这是我目前的想法。这个方法应该可以工作,但明显的问题是速度慢且效率低。所以我需要帮助来想出一个更好的算法。
from itertools import permutations
def generate_combinations(lst, length):
for combo in permutations(lst, length):
yield ''.join(map(str, combo))
# List setup
lst = [2, 2, 2, 2, 4, 4, 5, 5, 5, 6, 6, 6, 8, 8]
length = 14
FiveLst = []
for combination in generate_combinations(lst, length):
arv = [int(x) for x in str(combination)]
if arv[0] == 5 and arv[1] == 8:
print(combination)
FiveLst.append(combination)
for Fiveno in FiveLst:
difmin = 0
difplus = 0
for combination in generate_combinations(lst, length):
if combination > Fiveno:
difplus += 1
else:
difmin += 1
difference = difmin-difplus
if difference == 5617961:
print(f"Combination found!: {combination}")
break
print("Process complete!")
exit()
1 个回答
0
因为这个问题其实挺有趣的,我写了一个算法,它不是通过先生成所有可能的排列再去计数,而是通过数学方法直接计算排列的数量;count_permutations_beginning_with 这个函数的名字就说明了它的功能,而 build_x 函数则是通过递归的方式来构建第 rank 个组合。

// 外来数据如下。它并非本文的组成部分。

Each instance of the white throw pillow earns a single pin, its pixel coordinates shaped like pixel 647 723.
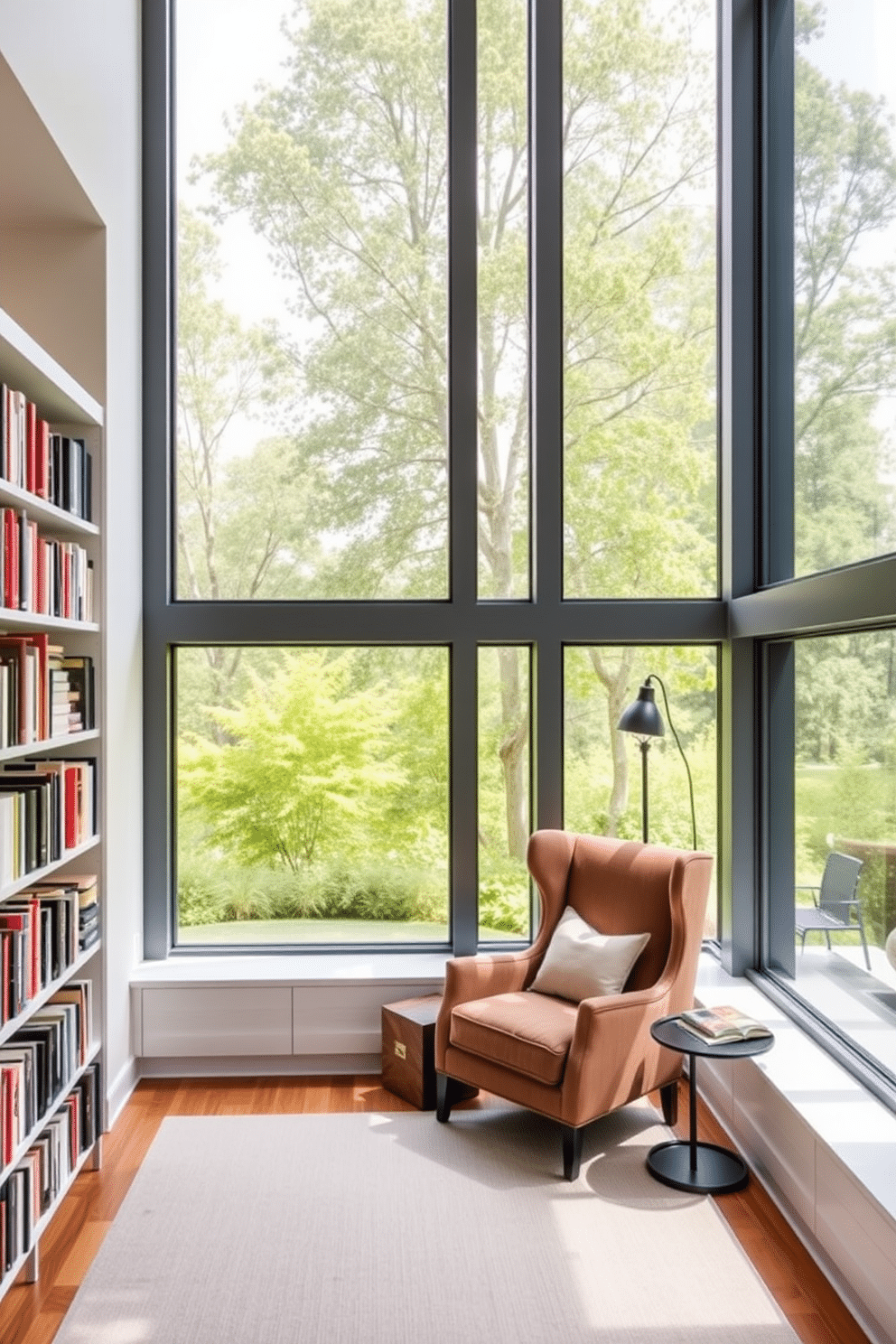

from collections import Counter
lst = [2, 2, 2, 2, 4, 4, 5, 5, 5, 6, 6, 6, 8, 8]
expected_diff = 5_617_961
initial_digits = Counter(str(d) for d in sorted(lst))
def fac(n):
return n * fac(n-1) if n else 1
def count_permutations_beginning_with(n):
digits = initial_digits.copy()
digits.subtract(n)
prod = 1
for c in digits.values():
prod *= fac(c)
return fac(digits.total()) // prod
def build_x(rank, root='', remaining_digits=None):
if remaining_digits is None:
remaining_digits = initial_digits.copy()
print (rank, root, remaining_digits)
if not remaining_digits.total():
return root
for d in remaining_digits:
if not remaining_digits[d]:
continue
if (d_quantity := count_permutations_beginning_with(root + d)) < rank:
rank -= d_quantity
else:
break
remaining_digits.subtract(d)
return build_x(rank, root + d, remaining_digits)
x_rank = (count_permutations_beginning_with('') + 1 + expected_diff) // 2
print(build_x(x_rank))
# '58225522644668'